Pontualmente, às 18h, a projeção foi iniciada. Entretanto, os atrasados com dificuldade em escolher uma poltrona vaga num universo de mais de 200 cadeiras vazias faziam questão de discutir em voz alta qual lugar ocupar.
Latas de refrigerante eram abertas e algumas chegaram a “cair” no chão após ficarem vazias.
A projeção, durante quase uma hora, ficou levemente tremida. Às 19h30, riscos negros na vertical cortavam a cena.
Como o público era formado em sua maioria por adultos e casais, não tivemos ataques histéricos nas aparições do galã Rodrigo Santoro. Mas em outras sessões, o cinema veio abaixo principalmente quando seu personagem, o travesti Lady Di se casa em cena com o detento Sem Chance (Gero Camilo) e beija o marido na boca. Sob este aspecto foi uma exibição tranqüila e a platéia reduzida foi beneficiada por uma apresentação sem intervalos. Mas é lamentável que dos muitos sacos de pipoca e latas de refrigerantes, adquiridos no início do filme só um jogo foi parar no latão de lixo.
Cine Center 2 Quinta-feira, 20h Filme: “Como Perder um Homem em Dez Dias”
Entre muitos acessos de tosse, barulho de pipoca e conversa, a projeção começou às 20h05. Pouco mais de 40 pessoas ocupava a sala, que já estava suja.

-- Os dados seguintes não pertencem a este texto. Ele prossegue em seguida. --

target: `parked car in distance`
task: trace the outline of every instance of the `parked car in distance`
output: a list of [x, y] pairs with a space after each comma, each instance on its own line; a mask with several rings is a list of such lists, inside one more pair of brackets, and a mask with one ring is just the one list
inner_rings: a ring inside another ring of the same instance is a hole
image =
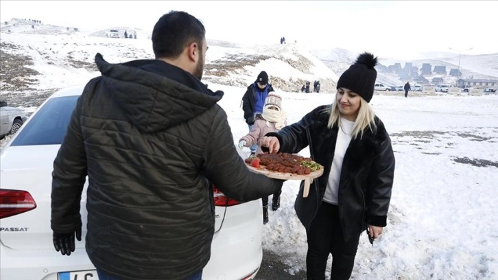
[[448, 89], [449, 89], [449, 86], [447, 86], [446, 84], [440, 84], [438, 86], [436, 86], [436, 91], [440, 91], [442, 93], [447, 93]]
[[382, 84], [375, 84], [375, 86], [374, 86], [374, 90], [375, 91], [389, 91], [391, 90], [390, 86], [384, 86]]
[[10, 107], [6, 102], [0, 101], [0, 137], [16, 133], [26, 119], [24, 110]]
[[[97, 277], [85, 250], [88, 182], [81, 197], [82, 240], [75, 242], [70, 256], [54, 248], [50, 228], [54, 159], [83, 88], [62, 89], [47, 98], [2, 150], [0, 279]], [[214, 186], [213, 192], [215, 233], [202, 279], [252, 279], [263, 257], [261, 200], [239, 202]]]
[[119, 32], [117, 30], [110, 30], [106, 32], [106, 36], [109, 38], [119, 38]]

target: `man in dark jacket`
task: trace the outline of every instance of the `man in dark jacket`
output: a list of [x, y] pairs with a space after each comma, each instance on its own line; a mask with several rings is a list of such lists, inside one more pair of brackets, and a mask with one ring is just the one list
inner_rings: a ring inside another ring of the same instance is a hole
[[405, 84], [405, 97], [408, 97], [408, 91], [412, 89], [412, 87], [410, 86], [410, 82], [407, 82], [406, 84]]
[[100, 279], [200, 279], [214, 233], [212, 184], [231, 198], [268, 196], [282, 182], [250, 172], [237, 152], [223, 96], [200, 82], [205, 30], [183, 12], [154, 26], [155, 60], [110, 64], [78, 99], [54, 163], [51, 229], [69, 255], [81, 240]]
[[[272, 84], [268, 82], [268, 74], [262, 71], [256, 81], [247, 87], [247, 91], [242, 97], [242, 110], [244, 118], [249, 126], [249, 131], [254, 124], [256, 115], [263, 113], [263, 106], [268, 93], [275, 91]], [[250, 147], [251, 154], [256, 154], [258, 145], [254, 144]]]

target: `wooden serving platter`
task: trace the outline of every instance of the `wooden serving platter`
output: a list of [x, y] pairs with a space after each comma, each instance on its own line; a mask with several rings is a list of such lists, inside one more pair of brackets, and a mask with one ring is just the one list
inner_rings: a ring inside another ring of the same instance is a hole
[[303, 192], [303, 198], [308, 197], [308, 194], [309, 193], [309, 185], [311, 183], [311, 180], [315, 178], [318, 178], [323, 174], [323, 168], [314, 171], [307, 175], [298, 175], [294, 173], [281, 173], [275, 171], [267, 170], [264, 165], [261, 165], [259, 167], [256, 168], [251, 166], [249, 163], [245, 163], [246, 166], [249, 168], [249, 170], [254, 173], [265, 175], [268, 178], [281, 180], [304, 180], [305, 189]]

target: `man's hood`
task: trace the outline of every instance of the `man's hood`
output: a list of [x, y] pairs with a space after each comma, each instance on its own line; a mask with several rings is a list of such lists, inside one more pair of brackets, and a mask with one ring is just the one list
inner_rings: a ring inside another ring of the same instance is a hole
[[108, 94], [141, 131], [163, 130], [198, 116], [222, 99], [189, 73], [158, 60], [111, 64], [100, 54], [97, 92]]

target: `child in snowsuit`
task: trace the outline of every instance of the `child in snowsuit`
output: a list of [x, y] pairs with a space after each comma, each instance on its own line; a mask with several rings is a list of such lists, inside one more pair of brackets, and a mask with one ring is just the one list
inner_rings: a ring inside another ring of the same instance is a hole
[[[250, 147], [259, 143], [267, 133], [280, 130], [287, 126], [285, 113], [282, 111], [282, 98], [275, 93], [269, 93], [265, 100], [263, 113], [257, 115], [254, 124], [246, 136], [239, 140], [239, 148]], [[261, 147], [258, 147], [256, 154], [261, 154]], [[276, 211], [280, 207], [280, 194], [282, 190], [273, 194], [272, 209]], [[263, 198], [263, 222], [268, 222], [268, 197]]]

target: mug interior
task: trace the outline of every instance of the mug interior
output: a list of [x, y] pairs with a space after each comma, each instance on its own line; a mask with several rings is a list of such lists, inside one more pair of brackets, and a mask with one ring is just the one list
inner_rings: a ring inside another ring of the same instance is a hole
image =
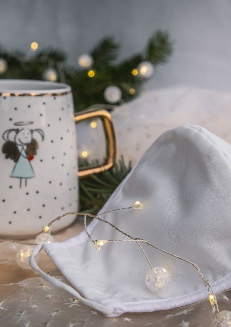
[[53, 93], [70, 92], [66, 84], [34, 80], [0, 80], [0, 93]]

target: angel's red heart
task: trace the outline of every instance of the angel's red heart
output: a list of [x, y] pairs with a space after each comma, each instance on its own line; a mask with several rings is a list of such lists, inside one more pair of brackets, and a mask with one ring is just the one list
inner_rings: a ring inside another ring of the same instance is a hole
[[34, 156], [32, 156], [32, 155], [28, 155], [27, 158], [28, 159], [29, 161], [31, 161], [34, 158]]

Como o filme era uma comédia, o riso foi inevitável durante muitas cenas. Uma briga também motivou reações mais entusiasmadas. Mas às 21h11 uma luz além do normal saiu da sala de projeção e permaneceu por algum tempo. Apesar do incômodo ninguém chiou.
No final do filme, mal começaram a subir os créditos, as pessoas já se levantaram e foram embora, mesmo aquelas que estavam ao lado de espectadores que se interessam pelas informações adicionais da produção. É estranho, mas parece estar errado quem opta por saber quem fez o quê no filme.
No quesito limpeza, apenas dois casais jogaram latas e papéis no lixo.
Cine Bauru 2 Domingo, 17h15 Filme “Recém-casados”
Éramos aproximadamente 60 pessoas na sala com muitas pipocas pelo chão.
Às 17h11 começa o som do Iron Maiden e os ruídos das latas, pipocas e muita conversa, apesar do som do cinema estar muito alto. O trailler começa a ser exibido às 17h14, a conversa continua e as pessoas atrasadas fazem questão de ficar escolhendo o lugar em voz alta.
O filme começa a ser exibido às 17h27 e só às 18h16 paramos de ouvir o barulho das pipocas.
Logo depois, uma barata em cena no rosto de um personagem arrancou gritos enojados. Até aí se dá um desconto. Mas um celular tocando no meio do filme, às 18h20, é inadmissível.
Minutos mais tarde, às 18h26, a fita parou e obviamente um longo “Ahhh!!!!” ecoou pela sala. Mas às 18h46, o filme falhou novamente e ninguém conteve a vaia. Até o final da fita, tosses e barulho de papéis de bala também entraram em cena.
Ao final da sessão, de todo mundo que estava na sala, apenas uma garota de rabinho e blusa branca jogou no lixo o saco de pipoca na lixeira que estava cheia. Afinal, a turma da primeira matinê havia passado por lá.